Che l’uomo si sollevi oltre il punto di vista della Grecia ha la sua buona ragione, perché nella somma delle casualità di cui è composto il mondo nel quale viviamo non ci è mai possibile trovare il divino, il necessario. Intorno a noi vediamo solo fatti che potrebbero però anche essere diversi:

• vediamo solo individui, mentre il nostro spirito anela all’universale, al prototipo;

• vediamo soltanto il finito, il perituro,

mentre il nostro spirito aspira all’infinito, all’imperituro, all’eterno.

 

Se dunque lo spirito umano, lontano dalla natura, doveva tornare ad essa, doveva anche essere qualcosa di diverso da una semplice somma di casualità.

Goethe intende questo: ritorno alla natura, congiunto però con tutta la ricchezza dello spirito che si è evoluto, con tutto l’alto livello della cultura moderna.

La concezione di Goethe non rispecchia la sostanziale separazione fra natura e spirito; egli vuol vedere nel mondo solo un grande tutto, un’unitaria catena evolutiva di esseri nella quale l’uomo costituisce un anello, sia pure il sommo.

▸ «Natura! Noi ne siamo circondati e avviluppati, senza poterne uscire, senza potervi penetrare a fondo. Non invitati e non avvertiti, essa ci prende nel giro della sua danza e ci trascina con sé, fino a che stanchi sfuggiamo alla sua stretta».

 

E nel libro su Winckelmann:

▸ «Quando la sana natura umana opera come un tutto, quando ci sentiamo uniti al mondo, in modo grande, bello, nobile e degno, quando un armonioso piacere ci concede puro e libero rapimento, allora l’universo, se potesse, si sentirebbe giunto alla mèta, esulterebbe e ammirerebbe il vertice del proprio divenire e del proprio essere».

In questo sta il vero superamento goethiano della natura, senza però il minimo allontanamento da ciò che forma l’essenza della natura.

 

A Goethe è estraneo quel che egli stesso trova in molti uomini di talento, e cioè «la peculiarità che essi provino una specie di timore di fronte alla vera vita, che si ritirino in se stessi, che creino in sé un proprio mondo, così raggiungendo una relativa perfezione verso la propria interiorità».
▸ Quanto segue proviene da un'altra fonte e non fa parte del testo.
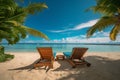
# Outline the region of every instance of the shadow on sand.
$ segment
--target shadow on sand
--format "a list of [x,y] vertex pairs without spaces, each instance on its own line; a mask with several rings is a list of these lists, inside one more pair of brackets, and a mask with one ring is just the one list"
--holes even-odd
[[92,65],[79,65],[76,68],[63,65],[62,61],[58,61],[60,67],[53,71],[68,71],[68,75],[58,80],[120,80],[120,59],[110,59],[101,56],[87,56],[86,61]]
[[19,67],[19,68],[14,68],[14,69],[9,69],[9,70],[28,70],[31,71],[32,69],[34,69],[34,64],[38,63],[40,61],[40,59],[37,59],[36,61],[34,61],[32,64],[27,65],[27,66],[23,66],[23,67]]
[[[79,65],[76,68],[72,68],[66,60],[58,60],[57,62],[60,66],[51,71],[53,73],[57,71],[68,72],[68,75],[57,80],[120,80],[120,59],[111,59],[101,56],[87,56],[85,59],[91,63],[90,67]],[[36,60],[28,66],[9,70],[32,70],[33,64],[38,61],[39,60]]]

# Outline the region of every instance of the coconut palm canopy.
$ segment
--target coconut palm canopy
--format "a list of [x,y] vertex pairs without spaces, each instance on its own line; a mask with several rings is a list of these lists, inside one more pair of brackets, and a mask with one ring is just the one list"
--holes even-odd
[[89,9],[102,13],[103,16],[88,30],[87,37],[96,31],[111,27],[109,37],[111,40],[116,40],[116,36],[120,33],[120,0],[96,0],[96,2],[96,6]]
[[28,33],[48,40],[42,32],[24,26],[29,14],[40,12],[45,8],[47,5],[44,3],[31,3],[21,7],[14,0],[0,0],[0,41],[6,39],[9,44],[15,44]]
Goethe non fugge la realtà per crearsi un mondo astratto di pensieri che nulla ha in comune con essa, ma vi si immerge per trovare, nel suo continuo mutarsi, nel suo divenire e procedere, le sue leggi immutabili; egli si pone di fronte all’individuo per scoprire in lui l’archetipo. Nel suo spirito sorsero così la pianta e l’animale primordiali che altro non sono che le idee della pianta e dell’animale.

 

Non sono vuoti concetti generici, parte di una grigia teoria, ma principi essenziali degli organismi con un contenuto ricco e concreto, pieno di vita e di evidenza. Principi evidenti non certo per i nostri sensi, ma per quella superiore facoltà di percezione di cui Goethe parla nel suo Saggio sul giudizio veggente.
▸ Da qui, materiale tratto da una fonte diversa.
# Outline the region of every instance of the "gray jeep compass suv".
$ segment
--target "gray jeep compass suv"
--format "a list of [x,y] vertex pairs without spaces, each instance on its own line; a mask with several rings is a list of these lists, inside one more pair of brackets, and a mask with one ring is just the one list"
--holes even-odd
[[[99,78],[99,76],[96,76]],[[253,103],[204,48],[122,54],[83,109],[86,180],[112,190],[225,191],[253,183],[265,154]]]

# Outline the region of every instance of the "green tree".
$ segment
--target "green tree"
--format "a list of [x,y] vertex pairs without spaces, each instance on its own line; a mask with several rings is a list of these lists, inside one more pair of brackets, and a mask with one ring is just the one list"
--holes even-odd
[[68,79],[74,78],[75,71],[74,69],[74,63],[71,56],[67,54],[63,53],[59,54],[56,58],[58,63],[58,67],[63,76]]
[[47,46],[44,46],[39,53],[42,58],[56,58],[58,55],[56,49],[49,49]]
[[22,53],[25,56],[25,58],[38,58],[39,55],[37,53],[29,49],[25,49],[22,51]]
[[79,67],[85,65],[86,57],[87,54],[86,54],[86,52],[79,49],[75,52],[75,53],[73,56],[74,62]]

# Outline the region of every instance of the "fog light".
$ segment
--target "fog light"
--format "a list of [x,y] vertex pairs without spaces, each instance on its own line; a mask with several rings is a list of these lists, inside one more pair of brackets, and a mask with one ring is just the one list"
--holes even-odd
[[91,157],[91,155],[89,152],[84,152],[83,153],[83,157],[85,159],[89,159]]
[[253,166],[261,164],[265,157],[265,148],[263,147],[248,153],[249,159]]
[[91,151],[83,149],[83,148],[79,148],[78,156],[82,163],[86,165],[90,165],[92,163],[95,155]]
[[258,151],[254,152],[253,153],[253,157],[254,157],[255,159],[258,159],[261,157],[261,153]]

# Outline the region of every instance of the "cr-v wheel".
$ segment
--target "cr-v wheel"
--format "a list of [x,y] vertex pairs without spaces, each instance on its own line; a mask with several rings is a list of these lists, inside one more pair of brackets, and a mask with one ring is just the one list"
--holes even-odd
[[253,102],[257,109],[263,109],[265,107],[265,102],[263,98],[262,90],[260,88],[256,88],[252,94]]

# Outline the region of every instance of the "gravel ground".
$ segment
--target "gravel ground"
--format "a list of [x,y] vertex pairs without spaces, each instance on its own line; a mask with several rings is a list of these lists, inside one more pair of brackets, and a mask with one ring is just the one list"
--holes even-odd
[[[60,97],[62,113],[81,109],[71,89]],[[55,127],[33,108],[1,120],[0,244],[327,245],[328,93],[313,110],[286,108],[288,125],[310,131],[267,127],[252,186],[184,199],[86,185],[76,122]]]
Per lui le idee sono altrettanto oggettive quanto i colori e le forme delle cose; sono tuttavia percepibili solo da chi possieda un’adeguata ricettività, come colori e forme esistono soltanto per chi vede e non per i ciechi.

 

Se non andiamo incontro all’oggetto con spirito ricettivo, esso non ci si svela. Senza la facoltà istintiva di percepire le idee, esse ci rimangono sempre un terreno chiuso.

In merito, Schiller penetrò più a fondo di ogni altro nella struttura del genio goethiano.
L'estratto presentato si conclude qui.